At a Merrill Lynch banking conference in New York today, Wells Fargo Chief Executive John Stumpf told analysts that the worst was far from over.
Stumpf likened the current mortgage crisis to the Great Depression, but was quick to assure investors that the San Francisco-based bank and mortgage lender had little exposure to securities tied to bad loans.
The Wells Fargo chief said he has experienced three housing cycles, referring to the current one as “the worst I’ve seen,” and calling it the “steepest, fastest, most prolonged decline in residential real estate that we’ve seen in a very long time.”

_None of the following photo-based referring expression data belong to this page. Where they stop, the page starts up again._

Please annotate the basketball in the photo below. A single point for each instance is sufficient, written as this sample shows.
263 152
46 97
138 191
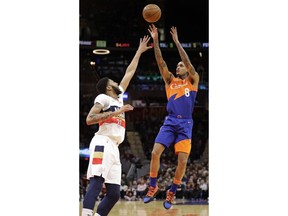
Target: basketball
151 13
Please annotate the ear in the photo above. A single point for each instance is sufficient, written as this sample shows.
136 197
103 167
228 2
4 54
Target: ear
108 88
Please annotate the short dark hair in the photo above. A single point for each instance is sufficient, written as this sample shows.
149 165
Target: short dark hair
101 85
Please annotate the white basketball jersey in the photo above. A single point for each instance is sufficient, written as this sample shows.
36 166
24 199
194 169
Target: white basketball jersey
113 127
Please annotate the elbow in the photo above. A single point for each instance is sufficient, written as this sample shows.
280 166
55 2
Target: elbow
89 121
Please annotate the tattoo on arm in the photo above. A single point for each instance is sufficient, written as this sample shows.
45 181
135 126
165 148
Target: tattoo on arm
101 116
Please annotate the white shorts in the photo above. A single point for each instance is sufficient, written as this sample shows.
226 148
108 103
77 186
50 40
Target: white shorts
104 160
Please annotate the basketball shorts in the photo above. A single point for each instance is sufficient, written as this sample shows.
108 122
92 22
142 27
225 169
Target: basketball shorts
104 160
178 132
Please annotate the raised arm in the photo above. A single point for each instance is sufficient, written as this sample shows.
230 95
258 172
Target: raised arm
131 69
194 76
166 75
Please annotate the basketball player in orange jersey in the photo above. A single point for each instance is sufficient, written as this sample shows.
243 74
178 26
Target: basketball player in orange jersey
177 128
104 162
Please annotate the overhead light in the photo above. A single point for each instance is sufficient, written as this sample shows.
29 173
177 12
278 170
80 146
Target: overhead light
101 51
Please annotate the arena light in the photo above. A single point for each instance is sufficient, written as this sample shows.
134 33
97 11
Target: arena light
101 51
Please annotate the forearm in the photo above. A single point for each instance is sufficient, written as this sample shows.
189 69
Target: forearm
184 57
95 118
158 55
134 63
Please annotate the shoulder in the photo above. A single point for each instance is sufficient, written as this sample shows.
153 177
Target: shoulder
103 99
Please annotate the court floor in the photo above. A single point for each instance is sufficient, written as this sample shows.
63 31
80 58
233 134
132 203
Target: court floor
155 208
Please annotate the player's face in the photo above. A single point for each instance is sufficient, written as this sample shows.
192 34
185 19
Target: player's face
115 87
181 69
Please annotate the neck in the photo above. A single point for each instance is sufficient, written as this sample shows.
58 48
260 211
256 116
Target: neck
113 95
183 76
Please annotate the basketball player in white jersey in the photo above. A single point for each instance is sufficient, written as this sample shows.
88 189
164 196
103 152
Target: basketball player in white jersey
104 162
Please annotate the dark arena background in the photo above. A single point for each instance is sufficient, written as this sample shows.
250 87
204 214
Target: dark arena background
117 25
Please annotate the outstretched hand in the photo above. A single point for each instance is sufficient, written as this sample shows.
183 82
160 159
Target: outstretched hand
143 44
153 31
174 34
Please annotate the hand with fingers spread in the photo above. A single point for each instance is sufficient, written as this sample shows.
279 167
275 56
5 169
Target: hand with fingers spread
174 34
143 44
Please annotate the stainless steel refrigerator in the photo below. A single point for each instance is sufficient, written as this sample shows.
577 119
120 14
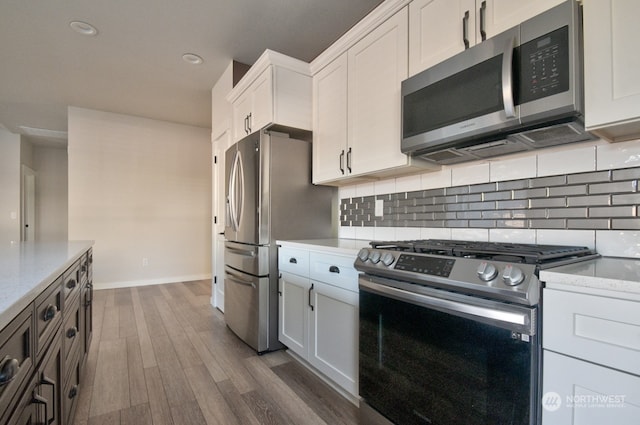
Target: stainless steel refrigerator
269 197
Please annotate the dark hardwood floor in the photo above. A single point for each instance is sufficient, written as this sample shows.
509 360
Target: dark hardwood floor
163 355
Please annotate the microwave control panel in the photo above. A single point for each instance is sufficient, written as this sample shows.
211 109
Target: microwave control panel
544 66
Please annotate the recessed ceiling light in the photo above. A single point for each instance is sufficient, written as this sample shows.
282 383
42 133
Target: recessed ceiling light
83 28
192 58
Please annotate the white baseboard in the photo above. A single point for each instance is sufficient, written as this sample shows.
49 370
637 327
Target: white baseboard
161 281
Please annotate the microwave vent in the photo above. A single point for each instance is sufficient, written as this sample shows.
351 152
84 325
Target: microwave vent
554 135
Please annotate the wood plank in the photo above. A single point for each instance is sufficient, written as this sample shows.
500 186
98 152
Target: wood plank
324 400
211 401
146 348
230 363
236 403
111 385
160 411
187 413
127 322
136 415
283 395
137 384
111 418
264 409
213 367
110 323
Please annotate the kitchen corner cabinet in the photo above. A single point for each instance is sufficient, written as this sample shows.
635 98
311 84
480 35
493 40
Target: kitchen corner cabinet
275 90
591 372
612 87
356 109
318 313
439 29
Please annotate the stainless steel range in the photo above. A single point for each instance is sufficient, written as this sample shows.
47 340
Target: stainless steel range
450 330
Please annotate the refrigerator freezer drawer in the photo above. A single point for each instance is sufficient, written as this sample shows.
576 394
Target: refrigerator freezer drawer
242 304
251 259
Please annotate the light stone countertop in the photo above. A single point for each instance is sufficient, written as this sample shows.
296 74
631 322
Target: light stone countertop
27 268
618 277
334 246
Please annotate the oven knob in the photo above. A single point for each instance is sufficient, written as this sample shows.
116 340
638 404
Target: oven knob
487 271
374 257
387 259
363 255
512 276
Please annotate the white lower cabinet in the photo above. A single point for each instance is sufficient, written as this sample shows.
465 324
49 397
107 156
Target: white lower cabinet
577 392
591 360
318 313
333 336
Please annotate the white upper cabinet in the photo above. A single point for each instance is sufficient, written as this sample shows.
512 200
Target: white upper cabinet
330 121
439 29
275 90
611 63
377 64
356 114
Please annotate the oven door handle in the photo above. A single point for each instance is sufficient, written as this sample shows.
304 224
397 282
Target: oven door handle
508 318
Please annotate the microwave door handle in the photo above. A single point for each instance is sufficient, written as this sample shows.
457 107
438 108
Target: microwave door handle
507 79
231 193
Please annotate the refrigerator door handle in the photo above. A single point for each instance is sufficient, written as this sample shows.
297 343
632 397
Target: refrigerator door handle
240 200
231 193
243 252
238 279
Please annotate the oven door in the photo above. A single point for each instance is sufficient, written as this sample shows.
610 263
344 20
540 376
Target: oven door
436 357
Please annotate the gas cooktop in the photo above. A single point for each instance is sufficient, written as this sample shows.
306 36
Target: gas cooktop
502 271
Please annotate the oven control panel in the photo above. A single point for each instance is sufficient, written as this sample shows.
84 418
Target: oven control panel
435 266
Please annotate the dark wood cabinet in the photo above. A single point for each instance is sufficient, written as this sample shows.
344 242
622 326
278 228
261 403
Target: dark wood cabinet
42 351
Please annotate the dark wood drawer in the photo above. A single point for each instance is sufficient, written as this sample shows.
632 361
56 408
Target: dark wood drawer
71 391
71 332
16 358
71 285
48 315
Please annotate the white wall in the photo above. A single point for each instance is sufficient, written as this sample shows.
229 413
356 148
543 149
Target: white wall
142 190
9 186
50 164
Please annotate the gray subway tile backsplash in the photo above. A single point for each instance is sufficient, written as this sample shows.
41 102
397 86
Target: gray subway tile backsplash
606 199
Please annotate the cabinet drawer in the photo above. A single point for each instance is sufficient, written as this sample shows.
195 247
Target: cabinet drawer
16 357
335 270
597 329
71 332
71 391
294 261
71 284
48 314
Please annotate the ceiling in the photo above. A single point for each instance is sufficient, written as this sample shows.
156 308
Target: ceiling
134 64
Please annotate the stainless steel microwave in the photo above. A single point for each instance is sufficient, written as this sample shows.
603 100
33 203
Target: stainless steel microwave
519 90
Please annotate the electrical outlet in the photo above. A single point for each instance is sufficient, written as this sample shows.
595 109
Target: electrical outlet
379 208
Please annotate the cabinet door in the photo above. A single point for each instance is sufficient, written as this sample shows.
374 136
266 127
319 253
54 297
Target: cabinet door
436 31
241 111
333 336
581 393
501 15
330 121
293 312
611 63
261 100
48 387
377 65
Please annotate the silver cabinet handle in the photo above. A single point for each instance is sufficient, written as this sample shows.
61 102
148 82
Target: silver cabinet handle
507 78
483 20
465 29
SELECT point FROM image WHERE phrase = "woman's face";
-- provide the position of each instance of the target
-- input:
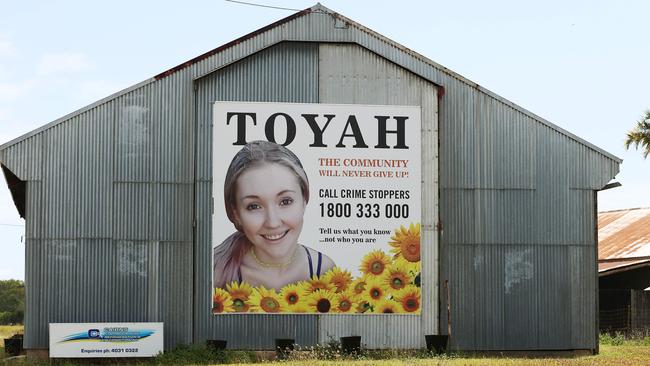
(269, 208)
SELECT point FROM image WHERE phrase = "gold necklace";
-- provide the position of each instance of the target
(274, 265)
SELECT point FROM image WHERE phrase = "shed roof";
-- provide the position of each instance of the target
(623, 239)
(344, 22)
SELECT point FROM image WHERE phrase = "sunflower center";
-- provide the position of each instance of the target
(269, 304)
(359, 287)
(377, 267)
(292, 298)
(323, 305)
(411, 250)
(411, 304)
(238, 304)
(218, 307)
(345, 305)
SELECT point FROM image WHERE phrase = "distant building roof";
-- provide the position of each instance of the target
(623, 239)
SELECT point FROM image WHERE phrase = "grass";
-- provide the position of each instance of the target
(615, 349)
(7, 331)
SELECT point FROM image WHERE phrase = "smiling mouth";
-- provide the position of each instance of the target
(274, 237)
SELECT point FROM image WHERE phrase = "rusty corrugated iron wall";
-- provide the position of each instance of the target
(114, 190)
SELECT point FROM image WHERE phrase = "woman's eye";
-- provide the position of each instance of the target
(286, 201)
(252, 206)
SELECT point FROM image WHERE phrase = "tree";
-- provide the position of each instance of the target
(640, 135)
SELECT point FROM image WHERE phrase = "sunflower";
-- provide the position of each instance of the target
(240, 292)
(265, 301)
(344, 302)
(322, 301)
(397, 277)
(362, 305)
(374, 263)
(409, 299)
(293, 294)
(358, 285)
(221, 301)
(338, 277)
(375, 290)
(300, 307)
(413, 268)
(319, 283)
(406, 243)
(387, 307)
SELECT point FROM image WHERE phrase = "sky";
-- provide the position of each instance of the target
(583, 65)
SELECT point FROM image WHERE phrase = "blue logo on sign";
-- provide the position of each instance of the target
(93, 333)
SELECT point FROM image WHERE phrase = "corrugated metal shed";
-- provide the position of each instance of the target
(623, 239)
(119, 190)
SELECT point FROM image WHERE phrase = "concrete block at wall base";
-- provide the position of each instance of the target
(37, 354)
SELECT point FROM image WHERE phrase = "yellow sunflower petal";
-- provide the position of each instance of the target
(265, 301)
(345, 302)
(294, 293)
(322, 301)
(374, 263)
(221, 301)
(406, 243)
(240, 292)
(319, 283)
(338, 277)
(387, 307)
(409, 299)
(397, 276)
(375, 290)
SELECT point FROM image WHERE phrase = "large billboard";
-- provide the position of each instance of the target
(316, 208)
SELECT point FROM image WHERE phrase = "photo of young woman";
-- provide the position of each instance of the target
(265, 192)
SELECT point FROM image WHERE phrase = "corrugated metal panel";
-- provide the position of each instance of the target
(24, 158)
(351, 74)
(93, 196)
(82, 281)
(173, 292)
(521, 297)
(60, 181)
(483, 137)
(135, 133)
(283, 73)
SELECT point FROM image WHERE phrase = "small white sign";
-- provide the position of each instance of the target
(92, 340)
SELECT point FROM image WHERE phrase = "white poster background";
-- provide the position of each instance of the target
(315, 234)
(94, 340)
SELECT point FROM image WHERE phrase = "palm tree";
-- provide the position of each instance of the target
(640, 135)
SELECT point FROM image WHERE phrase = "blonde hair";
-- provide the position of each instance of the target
(228, 255)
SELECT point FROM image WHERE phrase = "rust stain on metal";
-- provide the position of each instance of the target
(231, 44)
(624, 238)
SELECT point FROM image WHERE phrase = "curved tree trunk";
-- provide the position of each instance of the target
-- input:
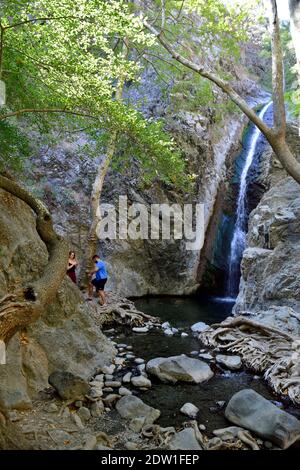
(276, 136)
(92, 239)
(22, 307)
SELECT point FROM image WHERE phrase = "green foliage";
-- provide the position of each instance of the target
(66, 55)
(14, 146)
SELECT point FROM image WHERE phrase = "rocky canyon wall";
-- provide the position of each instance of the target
(270, 286)
(63, 179)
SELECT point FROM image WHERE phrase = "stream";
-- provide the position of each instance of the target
(169, 398)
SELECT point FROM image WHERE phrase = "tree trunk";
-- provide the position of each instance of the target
(22, 307)
(92, 239)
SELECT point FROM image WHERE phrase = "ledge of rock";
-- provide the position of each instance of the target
(250, 410)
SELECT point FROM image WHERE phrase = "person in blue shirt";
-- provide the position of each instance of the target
(98, 279)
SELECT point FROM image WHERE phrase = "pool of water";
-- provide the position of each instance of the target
(182, 313)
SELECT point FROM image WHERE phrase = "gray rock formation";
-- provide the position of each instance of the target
(270, 285)
(185, 440)
(65, 337)
(179, 369)
(136, 411)
(250, 410)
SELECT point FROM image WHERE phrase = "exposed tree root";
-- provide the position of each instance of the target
(267, 350)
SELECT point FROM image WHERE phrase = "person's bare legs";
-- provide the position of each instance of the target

“I don’t think we’re in the ninth inning of unwinding this. If we are, it’s an extra-inning game,” Stumpf said, opting to use a baseball reference.
“We have more down to go, but once we reach the bottom, the inventory is going to come off pretty quickly.”
He noted that the bank is not “immune from the economic environment,” but noted that it had “minimal” exposure to collateralized debt obligations and asset-backed securities, those which have plagued many other investment banks, leading to write-downs of more than $40 billion.
Anyone who has worked in the mortgage industry knows that Wells has always been a conservative player, opting to stay away from stuff like 100% financing and no-doc loans, so the bank should be better off than many in the field thanks to their prudence during a volatile few years.
Meanwhile, Warren Buffett increased his stake in Wells Fargo by 8.5 percent to 279.7 million shares, his second largest holding after Coca-Cola Co.
Wells Fargo is the second-largest U.S. mortgage lender and the fifth-largest bank.
Shares of Wells Fargo were down 69 cents, or 2.08%, to $32.56 in midday trading on Wall Street.